The results shows that each cluster clearly represented a common treatment regimen; for example, in the 36-cluster level, R-EPOCH in cluster #1, (R)-CHOP in cluster #2, (R)-ICE in cluster #12, GDP in cluster #15, R-GemOx in cluster #16, and treatments with methotrexate maintenance in cluster #21. Some clusters included lymphodepletion chemotherapies, such as FC (fludarabine + cyclophosphamide) in cluster #28. Some treatment plans centering newer drugs that are still undergoing clinical trials were also identified, such as the ibrutinib-centered treatments in cluster #30 and the temozolomide-centered treatments in cluster #33. The only exception was a cluster containing over half admission data points receiving prednisone. It was then noted as ‘P’ (in cluster #18) or an ‘uncertain cluster’ and used to assess the explainability as a negative evaluator.
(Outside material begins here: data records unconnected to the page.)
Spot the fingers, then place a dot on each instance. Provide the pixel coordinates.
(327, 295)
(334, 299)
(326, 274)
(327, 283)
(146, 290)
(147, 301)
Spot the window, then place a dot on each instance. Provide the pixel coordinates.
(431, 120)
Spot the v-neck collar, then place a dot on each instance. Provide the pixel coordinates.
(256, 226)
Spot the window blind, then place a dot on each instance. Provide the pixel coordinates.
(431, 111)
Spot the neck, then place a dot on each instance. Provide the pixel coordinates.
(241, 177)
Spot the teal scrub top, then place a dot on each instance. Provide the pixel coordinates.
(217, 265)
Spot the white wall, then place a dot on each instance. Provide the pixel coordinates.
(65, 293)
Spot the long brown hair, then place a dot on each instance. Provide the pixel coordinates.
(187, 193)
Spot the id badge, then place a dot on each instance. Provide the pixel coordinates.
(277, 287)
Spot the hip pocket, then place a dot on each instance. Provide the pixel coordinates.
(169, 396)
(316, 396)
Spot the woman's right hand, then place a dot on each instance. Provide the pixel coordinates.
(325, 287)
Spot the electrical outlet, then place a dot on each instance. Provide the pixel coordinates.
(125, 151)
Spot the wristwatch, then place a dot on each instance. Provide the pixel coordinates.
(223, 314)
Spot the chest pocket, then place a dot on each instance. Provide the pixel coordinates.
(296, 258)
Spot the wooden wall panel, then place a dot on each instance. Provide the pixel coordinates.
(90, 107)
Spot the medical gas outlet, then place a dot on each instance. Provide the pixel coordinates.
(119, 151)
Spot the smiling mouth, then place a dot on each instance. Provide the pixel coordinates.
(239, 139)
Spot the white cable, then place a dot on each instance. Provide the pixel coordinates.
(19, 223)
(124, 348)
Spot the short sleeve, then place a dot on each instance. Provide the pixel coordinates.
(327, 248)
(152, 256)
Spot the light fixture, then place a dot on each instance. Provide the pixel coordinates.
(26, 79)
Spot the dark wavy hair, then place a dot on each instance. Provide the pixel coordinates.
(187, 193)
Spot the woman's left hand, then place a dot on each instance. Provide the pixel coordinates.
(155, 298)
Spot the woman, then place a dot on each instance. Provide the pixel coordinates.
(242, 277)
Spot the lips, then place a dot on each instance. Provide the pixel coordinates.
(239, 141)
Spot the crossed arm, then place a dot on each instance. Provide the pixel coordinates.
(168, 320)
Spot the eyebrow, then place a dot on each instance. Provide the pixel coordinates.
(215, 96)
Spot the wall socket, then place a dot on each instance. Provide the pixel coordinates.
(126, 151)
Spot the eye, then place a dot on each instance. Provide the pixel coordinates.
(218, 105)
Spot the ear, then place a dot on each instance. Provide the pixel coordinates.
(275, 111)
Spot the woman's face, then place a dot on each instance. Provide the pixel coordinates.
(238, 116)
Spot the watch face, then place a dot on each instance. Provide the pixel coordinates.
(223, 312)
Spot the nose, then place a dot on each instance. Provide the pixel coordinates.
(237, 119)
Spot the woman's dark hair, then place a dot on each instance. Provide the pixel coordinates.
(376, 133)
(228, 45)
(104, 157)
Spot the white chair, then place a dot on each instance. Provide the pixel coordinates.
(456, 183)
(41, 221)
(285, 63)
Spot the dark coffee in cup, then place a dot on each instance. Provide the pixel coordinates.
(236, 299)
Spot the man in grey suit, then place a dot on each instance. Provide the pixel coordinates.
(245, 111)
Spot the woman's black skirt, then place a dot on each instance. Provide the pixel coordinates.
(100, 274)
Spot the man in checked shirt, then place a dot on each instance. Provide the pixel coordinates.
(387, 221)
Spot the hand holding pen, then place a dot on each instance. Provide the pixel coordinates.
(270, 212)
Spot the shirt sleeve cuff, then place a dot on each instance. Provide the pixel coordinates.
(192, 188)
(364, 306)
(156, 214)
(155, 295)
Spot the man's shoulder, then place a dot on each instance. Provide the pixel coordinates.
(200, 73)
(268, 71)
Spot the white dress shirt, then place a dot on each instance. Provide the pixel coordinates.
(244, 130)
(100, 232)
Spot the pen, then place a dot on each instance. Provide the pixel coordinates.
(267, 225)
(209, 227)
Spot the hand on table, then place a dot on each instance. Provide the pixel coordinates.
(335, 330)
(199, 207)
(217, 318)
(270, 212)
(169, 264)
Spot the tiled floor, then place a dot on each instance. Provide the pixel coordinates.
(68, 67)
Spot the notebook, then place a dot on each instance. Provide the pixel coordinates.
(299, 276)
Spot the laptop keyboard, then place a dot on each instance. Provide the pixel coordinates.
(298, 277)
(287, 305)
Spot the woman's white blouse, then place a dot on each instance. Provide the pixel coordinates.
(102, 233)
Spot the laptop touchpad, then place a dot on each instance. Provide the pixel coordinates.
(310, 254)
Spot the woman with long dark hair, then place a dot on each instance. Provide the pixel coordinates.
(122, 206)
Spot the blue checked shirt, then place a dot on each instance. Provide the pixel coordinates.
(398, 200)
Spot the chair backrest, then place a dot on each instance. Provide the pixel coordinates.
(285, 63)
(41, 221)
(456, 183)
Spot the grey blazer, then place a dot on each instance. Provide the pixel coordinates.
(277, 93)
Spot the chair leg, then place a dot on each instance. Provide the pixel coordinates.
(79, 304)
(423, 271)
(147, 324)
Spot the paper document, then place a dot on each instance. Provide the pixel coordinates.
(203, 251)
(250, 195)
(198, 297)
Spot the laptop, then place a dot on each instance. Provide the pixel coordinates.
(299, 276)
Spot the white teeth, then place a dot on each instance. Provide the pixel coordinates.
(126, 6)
Step 2 – Variables responsible for the treatment variations:
The univariate analysis identified 60 significant variables among the total of 95 available variables. These variables included demographic information, comorbidities, and laboratory test results, such as age, chronic heart failure, alanine aminotransferase, lymphocytes (%), monocytes (%), neutrophils (%), and so on. We also removed colinear variables. For example, ‘Red Blood Cells’ was strongly associated with ‘Hematocrit’ (Pearson’s correlation coefficient 0.92) and ‘Hemoglobulin’ (0.88). ‘White Blood Cells, count’ was strongly associated with ‘Absolute Neutrophil Count’ (0.93). ‘Neutrophils, %’ was strongly associated with ‘Lymphocytes, %’ (-0.79). ‘MCH’ was strongly associated with ‘MCV’ (0.91). After removing the collinear variables, the multivariate multinomial logistic analysis was able to identify contributing variables to the clusters (Table 1). Table 1 only presents the results of two levels of clustering for easy comparison and understanding, namely the data-driven clustering-recommended 36-cluster level and the less granular 22-cluster level, which was later decided as the optimal clustering level.
Table 1.
The odds ratios of significant variables from the multivariate multinomial logistic regression analysis.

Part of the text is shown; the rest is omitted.